Perhaps surprisingly, given the media coverage this issue has attracted, only one in six companies ranked skills shortage as a top-three threat to their business plans.

This is important because getting the people part of the equation right will be vital to companies’ ability to realise their plans to use technology and innovation to survive and thrive.

Globally more than four out of five companies said they intend to increase investment, and of these nearly all (97 per cent) plan to spend more on research, innovation and technology. Their motives divide almost evenly between those who see innovation as a defensive necessity – the only way to survive – and those who see it as an offensive strategy – the only way to grow.

Asian and European companies predominantly fall into the first group, while almost 60 per cent of North American companies see innovation as the way to thrive rather than just survive.

This ambivalent sense of technology as both an opportunity and a threat runs through the findings. New technologies are expensive and returns are uncertain. Some 40 per cent of companies cited costs as a barrier to innovation, significantly more than any other factor, and a quarter said they worry they might not see a return on investment. Improving productivity and adopting new technologies were recognised as the top two opportunities for business, but cybersecurity was also among the top three threats.

Companies say the biggest tech opportunities lie in the internet of things, artificial intelligence and 5G technology, all of which share two common traits: a skilled workforce is required to exploit them, underlining the importance of the people element, and they bring companies closer to their customers, emphasising a focus on delivery.

The survey responses were also notable for what they did not show. 

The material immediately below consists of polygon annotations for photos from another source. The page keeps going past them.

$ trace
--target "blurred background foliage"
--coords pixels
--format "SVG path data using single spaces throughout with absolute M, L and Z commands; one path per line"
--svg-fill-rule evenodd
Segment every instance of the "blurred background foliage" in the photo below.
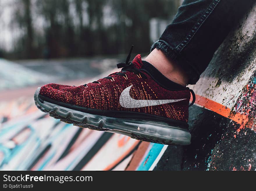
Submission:
M 5 28 L 0 35 L 3 38 L 0 39 L 0 57 L 28 59 L 116 54 L 126 52 L 131 44 L 135 52 L 148 52 L 154 40 L 150 38 L 152 19 L 170 23 L 181 1 L 0 0 L 0 27 Z M 8 13 L 3 14 L 4 10 Z M 5 34 L 11 40 L 5 41 Z

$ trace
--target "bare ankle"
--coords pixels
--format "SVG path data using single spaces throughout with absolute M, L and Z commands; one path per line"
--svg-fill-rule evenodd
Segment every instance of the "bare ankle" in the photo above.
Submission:
M 189 78 L 184 70 L 177 63 L 166 57 L 161 50 L 153 50 L 145 59 L 166 78 L 177 84 L 186 86 Z

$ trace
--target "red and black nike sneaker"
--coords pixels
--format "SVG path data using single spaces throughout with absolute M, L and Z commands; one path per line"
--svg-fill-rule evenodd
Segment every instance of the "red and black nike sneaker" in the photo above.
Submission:
M 79 86 L 49 84 L 39 88 L 35 104 L 74 125 L 107 131 L 143 141 L 189 144 L 190 92 L 170 81 L 140 55 L 118 64 L 120 72 Z

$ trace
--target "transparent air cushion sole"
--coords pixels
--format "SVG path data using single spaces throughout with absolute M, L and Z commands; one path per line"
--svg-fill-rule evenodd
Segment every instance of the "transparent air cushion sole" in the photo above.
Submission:
M 186 145 L 190 143 L 189 131 L 177 125 L 161 121 L 113 117 L 88 113 L 46 101 L 42 103 L 35 97 L 36 105 L 41 110 L 42 109 L 44 111 L 50 113 L 54 113 L 61 119 L 65 118 L 66 121 L 69 120 L 75 122 L 74 125 L 77 126 L 106 131 L 163 144 Z

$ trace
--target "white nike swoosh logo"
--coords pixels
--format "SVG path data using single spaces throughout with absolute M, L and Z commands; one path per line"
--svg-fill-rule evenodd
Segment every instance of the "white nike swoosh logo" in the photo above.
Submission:
M 130 89 L 132 86 L 132 85 L 127 88 L 121 93 L 119 99 L 119 102 L 121 106 L 125 108 L 137 108 L 178 102 L 186 99 L 154 100 L 135 99 L 132 98 L 130 95 Z

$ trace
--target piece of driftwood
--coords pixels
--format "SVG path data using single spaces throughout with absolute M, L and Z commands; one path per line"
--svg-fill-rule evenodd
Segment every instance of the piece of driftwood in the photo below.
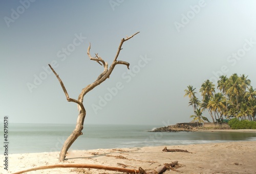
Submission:
M 50 168 L 95 168 L 102 170 L 112 170 L 112 171 L 117 171 L 124 172 L 129 173 L 139 173 L 139 170 L 136 169 L 130 169 L 120 167 L 115 167 L 106 166 L 101 165 L 95 165 L 95 164 L 54 164 L 54 165 L 45 165 L 42 166 L 39 166 L 36 167 L 33 167 L 31 168 L 29 168 L 26 170 L 24 170 L 14 173 L 12 174 L 20 174 L 23 173 L 28 171 L 38 170 L 44 170 Z
M 189 152 L 187 150 L 183 150 L 182 149 L 178 149 L 178 148 L 172 148 L 172 149 L 167 149 L 166 147 L 164 147 L 164 149 L 162 150 L 163 152 L 187 152 L 188 153 L 192 153 L 191 152 Z
M 28 169 L 23 170 L 22 171 L 17 171 L 12 174 L 21 174 L 28 171 L 38 170 L 44 170 L 51 168 L 94 168 L 102 170 L 111 170 L 111 171 L 117 171 L 126 172 L 128 173 L 141 173 L 141 174 L 160 174 L 169 169 L 169 167 L 173 167 L 175 165 L 178 164 L 178 161 L 175 161 L 172 162 L 169 164 L 165 164 L 163 166 L 160 166 L 157 167 L 155 170 L 147 170 L 145 171 L 141 167 L 139 167 L 139 169 L 131 169 L 125 168 L 120 167 L 115 167 L 111 166 L 106 166 L 101 165 L 95 165 L 95 164 L 54 164 L 54 165 L 45 165 L 42 166 L 39 166 L 36 167 L 33 167 L 29 168 Z

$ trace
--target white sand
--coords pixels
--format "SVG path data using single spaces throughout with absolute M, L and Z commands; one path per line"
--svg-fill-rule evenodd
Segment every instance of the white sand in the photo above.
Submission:
M 220 143 L 167 146 L 167 148 L 187 150 L 193 153 L 163 152 L 164 146 L 98 149 L 70 152 L 67 160 L 59 162 L 58 152 L 11 154 L 9 170 L 1 165 L 1 173 L 10 173 L 25 169 L 55 164 L 94 164 L 110 166 L 144 169 L 178 160 L 183 173 L 256 173 L 256 141 L 237 141 Z M 4 159 L 4 156 L 0 158 Z M 2 162 L 3 163 L 3 162 Z M 178 173 L 167 171 L 164 173 Z M 104 170 L 55 168 L 27 173 L 122 173 Z

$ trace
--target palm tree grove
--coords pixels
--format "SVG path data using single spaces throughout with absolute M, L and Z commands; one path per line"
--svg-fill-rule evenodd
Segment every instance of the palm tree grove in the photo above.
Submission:
M 229 78 L 221 76 L 218 86 L 209 80 L 201 85 L 202 100 L 196 96 L 196 88 L 187 86 L 184 97 L 189 98 L 194 114 L 190 116 L 193 121 L 198 123 L 209 122 L 203 116 L 204 112 L 210 115 L 213 122 L 222 122 L 224 119 L 236 118 L 239 120 L 254 121 L 256 115 L 256 89 L 251 85 L 248 76 L 232 74 Z M 217 91 L 218 90 L 218 91 Z

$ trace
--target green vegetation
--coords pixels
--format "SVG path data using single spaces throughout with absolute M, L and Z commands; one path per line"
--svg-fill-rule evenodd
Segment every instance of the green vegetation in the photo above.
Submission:
M 201 101 L 196 96 L 196 88 L 188 86 L 184 90 L 184 96 L 189 98 L 189 106 L 192 106 L 195 113 L 190 117 L 198 123 L 208 121 L 203 116 L 203 112 L 207 111 L 214 122 L 237 118 L 238 121 L 245 121 L 240 125 L 253 127 L 256 122 L 249 121 L 254 121 L 255 118 L 256 89 L 251 86 L 251 81 L 247 77 L 245 74 L 238 76 L 237 73 L 228 78 L 221 76 L 218 81 L 217 88 L 219 91 L 217 92 L 215 84 L 209 80 L 206 80 L 199 89 Z
M 230 119 L 228 125 L 232 129 L 256 129 L 256 121 L 239 120 L 237 118 Z

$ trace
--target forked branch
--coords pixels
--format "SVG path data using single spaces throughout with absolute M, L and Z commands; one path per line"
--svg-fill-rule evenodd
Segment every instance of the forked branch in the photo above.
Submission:
M 63 84 L 63 82 L 61 81 L 61 79 L 60 79 L 60 78 L 59 78 L 59 75 L 58 75 L 58 74 L 57 74 L 57 73 L 55 72 L 54 69 L 53 69 L 53 68 L 52 67 L 52 66 L 51 66 L 50 64 L 48 64 L 48 65 L 50 67 L 50 68 L 51 68 L 51 69 L 52 70 L 52 71 L 53 72 L 54 74 L 55 75 L 57 79 L 58 79 L 58 80 L 59 82 L 59 83 L 60 84 L 60 86 L 61 86 L 61 88 L 62 88 L 63 91 L 64 91 L 65 95 L 67 97 L 67 100 L 68 102 L 72 102 L 76 103 L 77 104 L 78 104 L 82 108 L 83 108 L 83 106 L 81 102 L 80 102 L 79 101 L 77 101 L 76 100 L 75 100 L 74 98 L 71 98 L 69 97 L 69 94 L 68 93 L 68 91 L 67 91 L 67 89 L 66 89 L 66 87 L 64 86 L 64 84 Z

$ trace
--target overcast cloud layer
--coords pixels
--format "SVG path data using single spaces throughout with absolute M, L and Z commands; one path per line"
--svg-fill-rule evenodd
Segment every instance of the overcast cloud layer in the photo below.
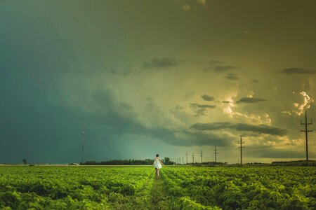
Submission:
M 0 18 L 0 163 L 79 162 L 82 140 L 85 160 L 234 163 L 240 136 L 246 162 L 305 158 L 315 1 L 2 1 Z

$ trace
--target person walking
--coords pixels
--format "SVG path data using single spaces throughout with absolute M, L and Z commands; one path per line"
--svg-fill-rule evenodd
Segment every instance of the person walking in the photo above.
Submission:
M 160 169 L 164 165 L 164 164 L 162 162 L 162 159 L 159 158 L 159 154 L 156 155 L 156 158 L 154 158 L 153 165 L 154 169 L 156 169 L 156 178 L 158 179 L 159 178 Z

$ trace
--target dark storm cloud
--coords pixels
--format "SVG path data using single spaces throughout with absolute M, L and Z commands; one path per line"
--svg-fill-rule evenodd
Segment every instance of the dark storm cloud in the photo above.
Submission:
M 238 131 L 249 131 L 259 134 L 284 136 L 287 130 L 265 125 L 254 125 L 246 123 L 232 122 L 213 122 L 213 123 L 195 123 L 192 128 L 198 130 L 218 130 L 223 129 L 236 130 Z
M 251 97 L 243 97 L 236 102 L 237 104 L 240 103 L 246 103 L 246 104 L 252 104 L 252 103 L 258 103 L 261 102 L 266 102 L 266 99 L 260 99 L 260 98 L 251 98 Z
M 214 100 L 214 97 L 209 96 L 208 94 L 204 94 L 204 95 L 201 96 L 201 97 L 204 100 L 204 101 L 208 101 L 208 102 L 211 102 Z
M 235 74 L 228 74 L 226 76 L 226 78 L 231 80 L 237 80 L 239 79 L 239 77 L 237 76 L 237 75 Z
M 162 141 L 175 146 L 224 146 L 230 145 L 235 139 L 226 134 L 218 134 L 209 131 L 195 130 L 172 130 L 166 128 L 155 128 L 147 130 L 148 134 L 159 137 Z M 177 134 L 181 134 L 180 136 Z
M 287 76 L 291 74 L 316 74 L 316 70 L 296 67 L 284 69 L 281 71 L 277 71 L 276 73 L 284 74 Z
M 205 66 L 203 69 L 203 70 L 206 71 L 211 70 L 216 72 L 223 72 L 228 70 L 239 69 L 239 67 L 238 66 L 233 65 L 228 65 L 225 64 L 224 62 L 218 60 L 212 60 L 209 62 L 208 64 L 209 65 L 207 66 Z
M 166 69 L 176 66 L 180 63 L 181 61 L 174 57 L 154 57 L 150 62 L 144 62 L 143 69 Z
M 246 148 L 246 147 L 245 147 Z M 263 158 L 303 158 L 304 153 L 297 150 L 276 149 L 268 147 L 268 149 L 256 149 L 255 151 L 247 150 L 249 156 Z

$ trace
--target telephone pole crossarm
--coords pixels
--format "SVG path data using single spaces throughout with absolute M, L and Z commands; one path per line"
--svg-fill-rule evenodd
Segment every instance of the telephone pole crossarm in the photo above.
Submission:
M 238 148 L 240 148 L 240 164 L 242 164 L 242 148 L 244 148 L 242 146 L 242 144 L 244 144 L 244 141 L 242 141 L 242 136 L 240 136 L 240 141 L 238 141 L 238 144 L 240 144 L 240 146 Z
M 302 123 L 302 120 L 301 120 L 301 125 L 305 125 L 305 130 L 301 130 L 301 132 L 305 132 L 305 139 L 306 141 L 306 164 L 308 166 L 308 132 L 312 132 L 312 130 L 308 130 L 308 126 L 312 125 L 312 121 L 310 120 L 310 122 L 307 122 L 307 111 L 305 111 L 305 123 Z

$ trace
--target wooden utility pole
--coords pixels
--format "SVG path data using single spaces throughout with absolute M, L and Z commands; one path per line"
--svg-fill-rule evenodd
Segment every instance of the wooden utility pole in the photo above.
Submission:
M 242 148 L 244 148 L 242 146 L 242 144 L 244 144 L 244 141 L 242 141 L 242 136 L 240 136 L 240 141 L 238 144 L 240 144 L 240 146 L 238 148 L 240 148 L 240 164 L 242 164 Z
M 215 146 L 214 148 L 214 154 L 215 154 L 215 162 L 217 162 L 217 159 L 216 159 L 216 154 L 218 153 L 217 151 L 218 150 L 218 148 L 216 148 L 216 146 Z
M 195 154 L 194 153 L 192 154 L 192 164 L 195 164 Z
M 307 122 L 307 111 L 305 111 L 305 123 L 302 123 L 302 120 L 301 120 L 301 125 L 305 125 L 305 130 L 301 130 L 301 132 L 305 132 L 305 138 L 306 140 L 306 164 L 308 166 L 308 132 L 312 132 L 312 130 L 308 130 L 308 126 L 310 125 L 312 125 L 312 120 L 310 122 L 308 123 Z
M 81 147 L 81 162 L 84 164 L 84 131 L 82 131 L 82 147 Z
M 201 150 L 201 153 L 199 154 L 199 156 L 201 156 L 201 164 L 203 164 L 203 151 Z

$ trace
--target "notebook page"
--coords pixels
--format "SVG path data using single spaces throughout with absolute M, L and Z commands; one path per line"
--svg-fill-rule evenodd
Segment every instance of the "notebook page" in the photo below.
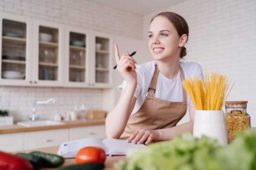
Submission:
M 102 140 L 102 143 L 107 149 L 107 154 L 109 155 L 126 155 L 128 150 L 131 148 L 145 147 L 144 144 L 127 143 L 126 140 L 114 138 L 104 139 Z
M 64 158 L 74 158 L 80 149 L 86 146 L 101 148 L 107 152 L 101 141 L 94 138 L 86 138 L 62 144 L 59 148 L 58 155 Z

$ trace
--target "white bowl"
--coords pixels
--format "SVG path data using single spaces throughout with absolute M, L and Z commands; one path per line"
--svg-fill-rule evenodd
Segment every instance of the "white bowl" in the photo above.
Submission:
M 39 39 L 42 41 L 51 41 L 52 40 L 52 35 L 46 33 L 40 33 L 39 34 Z
M 23 76 L 23 74 L 16 71 L 4 71 L 2 73 L 2 77 L 4 78 L 20 79 Z
M 96 43 L 96 47 L 97 50 L 101 50 L 101 47 L 102 47 L 102 44 L 100 43 Z

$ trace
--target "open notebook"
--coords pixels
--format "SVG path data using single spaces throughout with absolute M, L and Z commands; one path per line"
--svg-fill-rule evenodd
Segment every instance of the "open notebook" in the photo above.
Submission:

Although companies in Asia were generally the most optimistic about their near-term growth prospects at 82 per cent positive, those in North America (78 per cent) and Europe (74 per cent) were not significantly far behind. The regions were similarly balanced when it came to identifying opportunities and threats, plans for increasing investment and targets for that investment spending.

The headlines sometimes tell of little but doom ahead, with jobs being eroded as machines displace workers. But the respondents to this global survey speak of confidence in a brighter future, anchored in a carefully thought-out strategy that focuses on improvements to production and delivery through investments in people as well as in technology.